Keywords

1 Introduction

Visualizations in digital humanities often represent the results of complex algorithms running on ‘big data’ from the humanities domain. Humanities scholars agree that the visualization of their data is an essential instrument to communicate their research results and to evoke scholarly debates as well as public interest [5, 7, 10]. The disciplinary characteristics of both scholarly practices and data in the humanities, however, offer a challenge for visualization techniques. In terms of practice, the humanities have stringent requirements concerning the representation of data and their provenance as their data are usually not generated under controlled circumstances. Humanities scholars like to have direct access to their data, queries and results in order to manipulate them and discuss their interpretation and also provide this to other users. Because of the heterogeneity of humanities data, and the exploratory character of humanities research questions, a limited corpus of texts can already generate an extensive amount of complex data [2].

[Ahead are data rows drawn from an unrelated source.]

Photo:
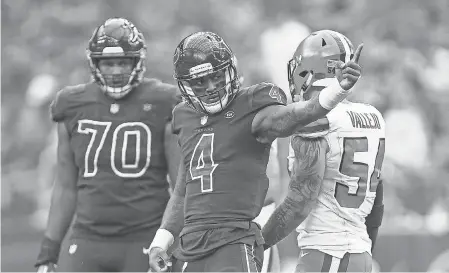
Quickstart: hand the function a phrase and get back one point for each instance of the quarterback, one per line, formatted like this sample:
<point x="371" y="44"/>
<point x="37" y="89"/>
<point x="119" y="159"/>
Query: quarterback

In this paper, we address these challenges and present Storyteller, a visualization tool that helps to analyze complex, multilayered data. The tool allows users to interactively explore the data by adjusting the queries. In addition, Storyteller takes provenance into account by allowing users to view the data in the original context of their source. We have used Storyteller to visualize data from three different digital humanities projects. The first project is ‘NewsReader’Footnote 1 which automatically detects events in news in terms of what happened, who is involved, and where and when it happened. In addition, events are aggregated into storylines to provide explanatory structures. The second project is ‘BiographyNet’.Footnote 2 This project involves the representation of biographies of prominent figures in Dutch history. The third project is Embodied Emotions.Footnote 3 The goal of this project is to track changes over time in the relationship between emotions and the parts of the body that are involved in emotional experience and expression. While the data of these three projects are very different, we demonstrate that Storyteller provides a new visualization technique that offers enhanced insights for each of these projects.

This paper is organized as follows. Section 2 provides a general introduction to the specific challenges humanities research sets for visualization of digital research. In Sect. 3, we present the Storyteller tool. The three different use cases are discussed in Sect. 4. Section 5 presents our concluding remarks.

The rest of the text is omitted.